More than an Obituary for Ginny Dobbs (based on the 4/8/18
obituary of Genevieve “Ginny Dobbs/Steed-Gideon, Arizona Daily Star)
Ginny and Tom had a dream and ran a motel by that name,
Dream House. Still located on Miracle
Mile, back in the late 1940s it pulled in a steady stream of road trippers. Maybe a few babies were made on the bed sheets
Ginny washed and dried; maybe a few lovers hid behind the curtains she sewed.
When the freeway was built, the motel income faded along
with the bed sheets and curtains. So
Ginny and her husband turned to other small businesses; they always ran them
smart. Tucson was a growing town and
folks needed furniture and cars needed repairs.
When the repairs couldn’t keep cars running, a wrecking yard stocked
with vehicles, broken concrete and spooled wires was the next venture for Ginny
and Tom.
Gifted with a business mind, bouncy smile and sparkling
eyes, Ginny could warm the hearts of customers and sometimes charm them with
freshly baked goods. After her Tom died,
Ginny kept busy with cooking, sewing, and tending grandchildren. Never one to be idle, she managed the family businesses
and became an admissions clerk at St. Mary’s Hospital.

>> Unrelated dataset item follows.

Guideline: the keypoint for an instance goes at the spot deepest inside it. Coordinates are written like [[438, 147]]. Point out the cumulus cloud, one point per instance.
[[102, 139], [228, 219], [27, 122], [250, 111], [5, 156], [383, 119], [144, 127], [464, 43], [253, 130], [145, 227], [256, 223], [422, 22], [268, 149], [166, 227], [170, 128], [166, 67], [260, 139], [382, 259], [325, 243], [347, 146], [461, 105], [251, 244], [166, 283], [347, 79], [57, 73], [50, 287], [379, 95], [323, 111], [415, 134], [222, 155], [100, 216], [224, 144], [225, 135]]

She lived a long life of ninety-four years. Probably not a remarkable woman in a large
sphere of life, but her face in the local paper’s obituary column pulled me in
and my eyes set on the pearls in her ears, and the pearl strand around her
neck. Maybe her husband gave her that
matching set for an anniversary gift. I can
see her touching them like a rosary before she put them on for church or
special occasions. They would be
precious to her for decades, but now they lie in a green velvet box, in a
drawer, covered, like a shroud, by one of her pressed cotton handkerchiefs.